St. Thomas remarks in his commentary on St. Matthew [81] that this
repentance of St. Peter came about immediately, as soon as his
Master had looked upon him, and that it was efficacious and
definitive.
Nevertheless, Peter and the Apostles were slow to believe in the
resurrection of Christ, in spite of the account which the holy
women gave them of this miracle so often foretold by Jesus
Himself. The story they told seemed to them to be madness. [82]
Moreover, slow to believe the resurrection of the Saviour, they
were correspondingly anxious, says St. Augustine, [83] to see the
complete restoration of the kingdom of Israel such as they
imagined would come to pass. This may be seen from the question
which they put to our Lord on the very day of the Ascension:
|
'Lord
wilt thou at this time again restore the kingdom of Israel?'
|
|
But
there was still much suffering to be undergone before the
restoration of the kingdom; and that restoration would be far
superior to anything that they suspected.
And so spiritual writers have often spoken of a third conversion
or transformation of the Apostles, which took place on the day of
Pentecost. Let us see first what this transformation was in them,
and then what it ought to be, proportionately, in us.
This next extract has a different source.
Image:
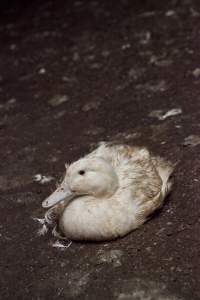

The Apostles were prepared for their third transformation by the
fact that from the time of the Ascension they were deprived of the
perceptible presence of Jesus Himself. When our Lord deprived His
Apostles forever of the sight of His sacred Humanity, they must
have suffered a distress to which we do not perhaps sufficiently
advert. When we consider that our Lord had become their very life
-- as St. Paul says:
|
'Mihi vivere Christus est'
|
|
-and that they had
become daily more and more intimate with Him, they must have had a
feeling of the greatest loneliness, like a feeling of desolation,
even of death. And their desolation must have been the more
intense since our Lord Himself had foretold all the sufferings
that were in store. We experience something of the same dismay
when, after having lived on a higher plane during the time of
retreat, under the guidance of a priestly soul full of the spirit
of God, we are plunged once again into our everyday life which
seems to deprive us suddenly of this fulness. The Apostles stood
there with their eyes raised up to heaven. This was no longer
merely the crushing of their sensibility, as it was during the
time of the Passion; it was a complete blank, which must have
seemed to take from them all power of thinking. During the Passion
our Lord was still there; now He had been taken away from them,
and they seemed to be completely deprived of Him.
It was in the night of the spirit that they were prepared for the
outpouring of the graces of Pentecost.